Tous les ans depuis trois ans, la Galerie Ho91(*) lance un appel à projets aux artistes et architectes pour un concours, « Labo Ho » basé sur la réalisation d'une oeuvre in situ dans les locaux de la librairie « Histoire de l'oeil 92(*)». Les artistes ont un budget de production de deux mille euros et sont défrayés par la galerie.

2. Ressources internationales

2.1. Centres culturels étrangers

Les centres culturels étrangers contribuent à l'animation de la vie culturelle d'Istanbul et de Marseille. Bien qu'à l'origine ils aient été créés dans l'objectif de promouvoir leur propre culture et langue nationales, les centres culturels étrangers tendent à présent à développer une coopération et un dialogue interculturels. A Marseille, leur mission reste toutefois très axée sur l'apprentissage des langues. En revanche, à Istanbul, ils prennent de plus en plus de place sur la scène artistique.

Il est donc possible de trouver des ressources financières d'origine publique qui soutiennent l'art contemporain à Istanbul mais elles ne proviennent pas des institutions turques mais des centres culturels étrangers basés à Istanbul, ou encore d'institutions occidentales. Les structures européennes ou nord-américaines subventionnent notamment les expositions ou les programmes de résidence accueillant des artistes originaires de leur pays. Les recours à ce type de subvention tendent à se développer d'une part parce que de plus en plus d'artistes occidentaux s'installent à Istanbul et d'autre part du fait qu'il y a un intérêt grandissant pour une union des cultures méditerranéennes. On peut constater cette volonté de rapprochement par l'ouverture du Musée des civilisations de l'Europe et de la Méditerranée à Marseille93(*). L'absence de subvention de l'état turc observée face au versement de subventions d'institutions publiques occidentales peut orienter les choix des artistes des commissaires d'exposition turcs. Beral Madra témoigne des restrictions budgétaires pour son travail de commissaire de la première biennale d'Istanbul en 198794(*) qui l'ont poussée à porter ses choix sur des artistes occidentaux afin de bénéficier du soutien des centres culturels étrangers95(*). L'Institut culturel français d'Istanbul l'a d'ailleurs beaucoup aidée et a pu ainsi placer dans la biennale l'exposition qu'ils préparaient « L'art français dans les années 1980 ».

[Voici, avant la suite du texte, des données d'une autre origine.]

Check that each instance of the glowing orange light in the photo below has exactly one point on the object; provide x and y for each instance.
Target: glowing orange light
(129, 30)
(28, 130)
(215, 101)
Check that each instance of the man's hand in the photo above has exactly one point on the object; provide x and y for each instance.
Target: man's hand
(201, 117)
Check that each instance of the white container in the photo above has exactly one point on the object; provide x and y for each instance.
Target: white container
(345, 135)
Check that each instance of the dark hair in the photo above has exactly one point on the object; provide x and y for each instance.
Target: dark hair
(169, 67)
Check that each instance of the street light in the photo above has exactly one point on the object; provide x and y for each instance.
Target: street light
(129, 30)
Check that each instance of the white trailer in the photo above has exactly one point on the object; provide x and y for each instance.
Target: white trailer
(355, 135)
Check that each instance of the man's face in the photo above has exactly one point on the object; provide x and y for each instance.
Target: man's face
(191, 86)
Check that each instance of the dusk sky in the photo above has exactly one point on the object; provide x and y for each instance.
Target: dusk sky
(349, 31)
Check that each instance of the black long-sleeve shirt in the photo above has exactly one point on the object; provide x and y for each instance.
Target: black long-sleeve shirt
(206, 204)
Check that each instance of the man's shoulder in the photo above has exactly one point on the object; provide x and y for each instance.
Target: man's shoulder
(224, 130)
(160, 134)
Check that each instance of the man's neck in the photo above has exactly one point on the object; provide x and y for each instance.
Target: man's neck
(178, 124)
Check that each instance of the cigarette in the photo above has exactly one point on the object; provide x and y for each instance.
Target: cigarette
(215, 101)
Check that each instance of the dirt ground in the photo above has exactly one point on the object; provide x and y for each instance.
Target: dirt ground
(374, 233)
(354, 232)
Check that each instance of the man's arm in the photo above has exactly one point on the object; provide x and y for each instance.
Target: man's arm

L'institut français96(*), l'institut Goethe97(*), le centre culturel italien98(*), l'institut Cervantès99(*) les autres centres culturels étrangers occupent tous une position géographique stratégique, pour la plupart basés à Beyoðlu, le coeur de la vie artistique d'Istanbul. L'Institut culturel français, depuis peu sous la direction d'Anne Potié, s'intéresse à la danse ou à l'art contemporain et aux performances de nature expérimentale. L'Institut culturel français peut faire une demande de prêt d'oeuvres du Fonds national d'art contemporain au Centre national d'art plastique s'il le souhaite.

2.2 Les fonds communautaires

2.1.1. Le programme Culture

Dans le cadre de sa politique culturelle, l'Union européenne développe le programme Culture100(*) qui se déroule sur des périodes de sept ans. Nous sommes actuellement dans le programme 2007-2013 qui bénéficie d'un budget de quatre cents millions d'euros. Les grands objectifs de Culture 2007-2013 sont de : « favoriser la mobilité transfrontalière des personnes travaillant dans le domaine de la culture ; encourager la circulation transnationale des productions culturelles et artistiques et promouvoir le dialogue interculturel ». Le programme Culture essaie d'y parvenir en apportant son soutien aux actions et organismes culturels, et aux activités d'analyse et de diffusion permettant l'évolution de son action. Chaque pays profitant du programme Culture a dû créer un « point de contact culture national » afin de promouvoir le programme et d'accompagner les acteurs culturels dans leur démarche.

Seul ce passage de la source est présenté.